Fleetie's Crossing Read online

Page 7

“Bad thoughts about losing her. She seems more like my girl than a sister-in-law. I can’t stand the thought of those twins and this one too not having her. Ain’t nobody in the whole valley that’s not just crazy about her and them twins. I feel plumb useless.”

  “We’re just tired and scared, Fleetie. They’re bound to come soon. We can hold on. She’s depending on you. I’m stubborn as a mule, but I’ve never known a woman as strong as you.”

  “Strong is just doing, Kathleen, and mostly, that’s all the choice there is. Stubborn is probably a heap better.”

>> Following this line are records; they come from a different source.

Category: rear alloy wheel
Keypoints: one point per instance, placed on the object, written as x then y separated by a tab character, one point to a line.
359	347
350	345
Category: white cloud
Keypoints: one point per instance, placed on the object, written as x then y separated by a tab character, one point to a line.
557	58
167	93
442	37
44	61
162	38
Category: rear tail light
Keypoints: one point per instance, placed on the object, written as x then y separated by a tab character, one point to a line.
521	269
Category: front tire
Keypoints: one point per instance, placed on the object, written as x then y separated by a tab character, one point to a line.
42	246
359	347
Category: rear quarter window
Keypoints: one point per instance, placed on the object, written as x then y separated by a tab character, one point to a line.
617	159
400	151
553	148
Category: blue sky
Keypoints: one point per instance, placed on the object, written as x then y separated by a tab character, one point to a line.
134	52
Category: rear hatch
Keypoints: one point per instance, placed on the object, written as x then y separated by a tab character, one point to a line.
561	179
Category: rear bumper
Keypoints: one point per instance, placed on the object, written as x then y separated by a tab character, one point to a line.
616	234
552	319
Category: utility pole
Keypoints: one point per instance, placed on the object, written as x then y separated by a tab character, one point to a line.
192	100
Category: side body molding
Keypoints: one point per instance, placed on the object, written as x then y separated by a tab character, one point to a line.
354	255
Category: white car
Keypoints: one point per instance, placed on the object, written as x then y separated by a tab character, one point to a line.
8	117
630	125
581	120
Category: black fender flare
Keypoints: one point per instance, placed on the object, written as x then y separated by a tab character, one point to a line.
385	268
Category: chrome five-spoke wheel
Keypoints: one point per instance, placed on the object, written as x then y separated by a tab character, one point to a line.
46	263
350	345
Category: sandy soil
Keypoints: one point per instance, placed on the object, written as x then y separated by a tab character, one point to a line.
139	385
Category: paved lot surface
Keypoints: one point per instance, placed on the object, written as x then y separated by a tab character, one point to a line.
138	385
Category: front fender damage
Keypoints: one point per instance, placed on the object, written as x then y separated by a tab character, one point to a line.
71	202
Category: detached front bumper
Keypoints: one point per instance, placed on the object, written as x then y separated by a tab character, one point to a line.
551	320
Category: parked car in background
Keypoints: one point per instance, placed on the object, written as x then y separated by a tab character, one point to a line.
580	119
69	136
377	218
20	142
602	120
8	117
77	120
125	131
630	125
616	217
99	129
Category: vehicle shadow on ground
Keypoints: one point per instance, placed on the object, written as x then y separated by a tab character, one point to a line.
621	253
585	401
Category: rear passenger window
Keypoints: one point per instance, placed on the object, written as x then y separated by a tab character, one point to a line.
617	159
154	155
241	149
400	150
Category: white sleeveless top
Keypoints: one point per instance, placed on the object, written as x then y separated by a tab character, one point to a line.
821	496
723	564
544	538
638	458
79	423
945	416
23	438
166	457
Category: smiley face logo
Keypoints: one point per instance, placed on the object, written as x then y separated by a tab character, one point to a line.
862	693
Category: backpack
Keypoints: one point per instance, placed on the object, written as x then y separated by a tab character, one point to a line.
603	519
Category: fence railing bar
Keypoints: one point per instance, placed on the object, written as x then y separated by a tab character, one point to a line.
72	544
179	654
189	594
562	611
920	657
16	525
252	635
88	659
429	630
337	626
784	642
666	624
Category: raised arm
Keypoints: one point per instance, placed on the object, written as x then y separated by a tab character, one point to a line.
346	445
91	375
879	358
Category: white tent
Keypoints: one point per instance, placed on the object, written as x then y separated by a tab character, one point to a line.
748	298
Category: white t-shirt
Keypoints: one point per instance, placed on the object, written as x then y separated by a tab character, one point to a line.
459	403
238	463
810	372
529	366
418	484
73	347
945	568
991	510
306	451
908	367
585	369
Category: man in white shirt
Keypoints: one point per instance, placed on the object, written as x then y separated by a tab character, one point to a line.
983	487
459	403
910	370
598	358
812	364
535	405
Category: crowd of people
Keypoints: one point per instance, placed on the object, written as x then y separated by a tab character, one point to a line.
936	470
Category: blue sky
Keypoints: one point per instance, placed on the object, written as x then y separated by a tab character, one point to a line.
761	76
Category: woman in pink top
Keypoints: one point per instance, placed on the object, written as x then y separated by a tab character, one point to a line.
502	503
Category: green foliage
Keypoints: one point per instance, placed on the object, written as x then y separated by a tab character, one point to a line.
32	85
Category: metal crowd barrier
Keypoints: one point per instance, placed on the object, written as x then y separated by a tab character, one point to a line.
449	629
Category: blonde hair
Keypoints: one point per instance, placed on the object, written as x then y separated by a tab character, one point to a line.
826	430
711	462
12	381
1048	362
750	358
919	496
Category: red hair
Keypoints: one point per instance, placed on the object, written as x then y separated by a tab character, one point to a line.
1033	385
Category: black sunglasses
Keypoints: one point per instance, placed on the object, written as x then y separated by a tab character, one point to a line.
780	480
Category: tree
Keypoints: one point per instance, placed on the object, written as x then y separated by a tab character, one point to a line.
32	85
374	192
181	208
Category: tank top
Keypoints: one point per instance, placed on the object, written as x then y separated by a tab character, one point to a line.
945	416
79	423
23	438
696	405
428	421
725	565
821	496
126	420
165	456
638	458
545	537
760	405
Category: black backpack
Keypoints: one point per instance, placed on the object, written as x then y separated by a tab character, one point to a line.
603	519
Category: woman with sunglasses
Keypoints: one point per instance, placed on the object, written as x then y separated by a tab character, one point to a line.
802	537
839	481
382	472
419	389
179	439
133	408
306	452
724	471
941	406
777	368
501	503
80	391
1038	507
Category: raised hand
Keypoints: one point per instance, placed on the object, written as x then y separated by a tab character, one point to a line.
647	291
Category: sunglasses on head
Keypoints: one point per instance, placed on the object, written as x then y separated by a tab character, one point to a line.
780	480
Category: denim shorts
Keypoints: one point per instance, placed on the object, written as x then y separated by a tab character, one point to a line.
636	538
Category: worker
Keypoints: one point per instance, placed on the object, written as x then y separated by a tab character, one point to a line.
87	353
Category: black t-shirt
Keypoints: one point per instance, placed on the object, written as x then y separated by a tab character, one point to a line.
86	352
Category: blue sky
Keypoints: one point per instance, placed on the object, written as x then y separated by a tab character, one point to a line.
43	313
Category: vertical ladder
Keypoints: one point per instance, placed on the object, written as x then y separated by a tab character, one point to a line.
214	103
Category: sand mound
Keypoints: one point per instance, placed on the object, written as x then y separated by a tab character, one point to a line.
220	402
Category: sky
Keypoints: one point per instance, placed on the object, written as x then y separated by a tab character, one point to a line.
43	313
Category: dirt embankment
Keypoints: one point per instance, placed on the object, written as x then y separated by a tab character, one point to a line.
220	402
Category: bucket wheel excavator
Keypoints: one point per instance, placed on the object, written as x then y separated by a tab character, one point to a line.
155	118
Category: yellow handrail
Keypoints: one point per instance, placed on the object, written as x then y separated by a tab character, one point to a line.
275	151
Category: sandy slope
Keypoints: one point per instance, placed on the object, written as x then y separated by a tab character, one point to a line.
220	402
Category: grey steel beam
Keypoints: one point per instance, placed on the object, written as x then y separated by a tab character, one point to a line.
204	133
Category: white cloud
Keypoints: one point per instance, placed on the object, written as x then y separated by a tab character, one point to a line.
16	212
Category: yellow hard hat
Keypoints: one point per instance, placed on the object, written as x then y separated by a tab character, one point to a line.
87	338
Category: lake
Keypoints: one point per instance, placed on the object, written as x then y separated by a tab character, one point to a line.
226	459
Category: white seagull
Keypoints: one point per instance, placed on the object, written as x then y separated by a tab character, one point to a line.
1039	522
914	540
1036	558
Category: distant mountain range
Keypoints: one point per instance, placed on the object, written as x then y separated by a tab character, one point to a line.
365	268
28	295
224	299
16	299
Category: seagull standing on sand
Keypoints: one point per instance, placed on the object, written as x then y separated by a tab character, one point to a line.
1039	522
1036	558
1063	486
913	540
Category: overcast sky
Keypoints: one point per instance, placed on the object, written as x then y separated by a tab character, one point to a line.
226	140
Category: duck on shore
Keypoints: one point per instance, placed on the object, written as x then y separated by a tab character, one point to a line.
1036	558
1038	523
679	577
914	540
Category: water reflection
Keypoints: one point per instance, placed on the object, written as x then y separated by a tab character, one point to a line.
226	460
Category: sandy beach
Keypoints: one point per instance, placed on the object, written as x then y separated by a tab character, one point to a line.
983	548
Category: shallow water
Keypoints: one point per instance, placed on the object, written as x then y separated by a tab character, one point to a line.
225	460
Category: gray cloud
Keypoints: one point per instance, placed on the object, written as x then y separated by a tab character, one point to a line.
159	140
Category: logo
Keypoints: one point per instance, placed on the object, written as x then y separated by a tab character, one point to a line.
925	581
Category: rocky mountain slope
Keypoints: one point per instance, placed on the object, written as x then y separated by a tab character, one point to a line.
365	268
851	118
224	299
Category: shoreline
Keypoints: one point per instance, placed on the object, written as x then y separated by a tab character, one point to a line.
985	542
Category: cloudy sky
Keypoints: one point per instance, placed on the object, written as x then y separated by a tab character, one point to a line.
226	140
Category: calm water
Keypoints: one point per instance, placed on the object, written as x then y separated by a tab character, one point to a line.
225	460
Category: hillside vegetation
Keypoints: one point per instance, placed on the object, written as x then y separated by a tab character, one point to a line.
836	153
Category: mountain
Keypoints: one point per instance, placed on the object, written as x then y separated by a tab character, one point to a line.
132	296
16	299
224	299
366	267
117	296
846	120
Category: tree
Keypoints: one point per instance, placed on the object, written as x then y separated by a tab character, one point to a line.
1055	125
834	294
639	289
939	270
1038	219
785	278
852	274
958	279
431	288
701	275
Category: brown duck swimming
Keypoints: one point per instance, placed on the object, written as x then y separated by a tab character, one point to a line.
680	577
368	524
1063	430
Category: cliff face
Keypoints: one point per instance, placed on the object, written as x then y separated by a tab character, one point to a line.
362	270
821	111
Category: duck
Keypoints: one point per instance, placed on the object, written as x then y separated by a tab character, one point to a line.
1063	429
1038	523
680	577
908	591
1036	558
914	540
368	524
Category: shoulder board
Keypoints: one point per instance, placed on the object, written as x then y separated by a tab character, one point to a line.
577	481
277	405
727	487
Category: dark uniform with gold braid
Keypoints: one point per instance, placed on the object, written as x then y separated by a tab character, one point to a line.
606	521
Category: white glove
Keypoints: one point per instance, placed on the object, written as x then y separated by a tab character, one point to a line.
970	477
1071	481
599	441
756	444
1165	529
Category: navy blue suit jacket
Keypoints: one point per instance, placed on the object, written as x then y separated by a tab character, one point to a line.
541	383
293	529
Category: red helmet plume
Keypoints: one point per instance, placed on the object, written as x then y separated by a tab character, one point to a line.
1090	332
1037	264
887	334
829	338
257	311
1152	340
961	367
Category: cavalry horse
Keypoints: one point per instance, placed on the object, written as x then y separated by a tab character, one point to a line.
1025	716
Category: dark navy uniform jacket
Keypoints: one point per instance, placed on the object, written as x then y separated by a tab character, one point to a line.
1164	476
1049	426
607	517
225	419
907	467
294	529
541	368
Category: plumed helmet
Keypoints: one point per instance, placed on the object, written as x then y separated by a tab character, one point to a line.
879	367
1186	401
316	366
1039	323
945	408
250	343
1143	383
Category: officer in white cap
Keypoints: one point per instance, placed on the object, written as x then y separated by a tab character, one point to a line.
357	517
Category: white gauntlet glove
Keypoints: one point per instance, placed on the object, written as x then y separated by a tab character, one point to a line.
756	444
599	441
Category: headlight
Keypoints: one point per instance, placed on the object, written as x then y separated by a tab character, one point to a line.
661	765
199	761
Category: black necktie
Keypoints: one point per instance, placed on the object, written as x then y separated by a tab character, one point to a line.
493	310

  It must have struck them funny because both women laughed. I rolled my eyes and shrugged my shoulders at the Willis kids. We didn’t see anything funny in that dingy kitchen with steam thick enough to pull the curl out of a sheep pelt and the rain pounding the roof like a band of imps from perdition.

  Chapter 7

  BARN LOST

  Burl threw open the front door. “Goddamn it, Fleet. Hit’s our barn coming right down the goddamned river. Fleet, look!”

  I stepped out of the kitchen and walked behind Fleetie as she hurried to the front porch. Burl’s night vision, honed through years of hunting and trapping, could make out the outline of a building moving down the swollen river. His voice dropped as the black outline of a building bobbing up and down in the racing water moved past us. “Hit’s our barn, our barn.”

  Because of the shock at losing his barn, Burl had not spotted a small light moving down the tracks toward them. It was just a pinpoint, but I could tell by the way it moved that it was a flashlight or lantern. The light jumped from right to left, seeking a path along the tracks.

  Ignoring Burl, Fleetie and I raced down the steps to the crossing. We stepped over the rail to the crossties. No one else would be crazy enough to be out walking in this storm. It had to be Daddy.

  “Oh, Lord, please let the doctor be with him,” I prayed as I walked toward the light and shuffled my feet to feel for ties. Crossties were always too close for one step, too long for two. Daddy said railroad tracks were designed to keep people away, not provide a path for hikers and hobos.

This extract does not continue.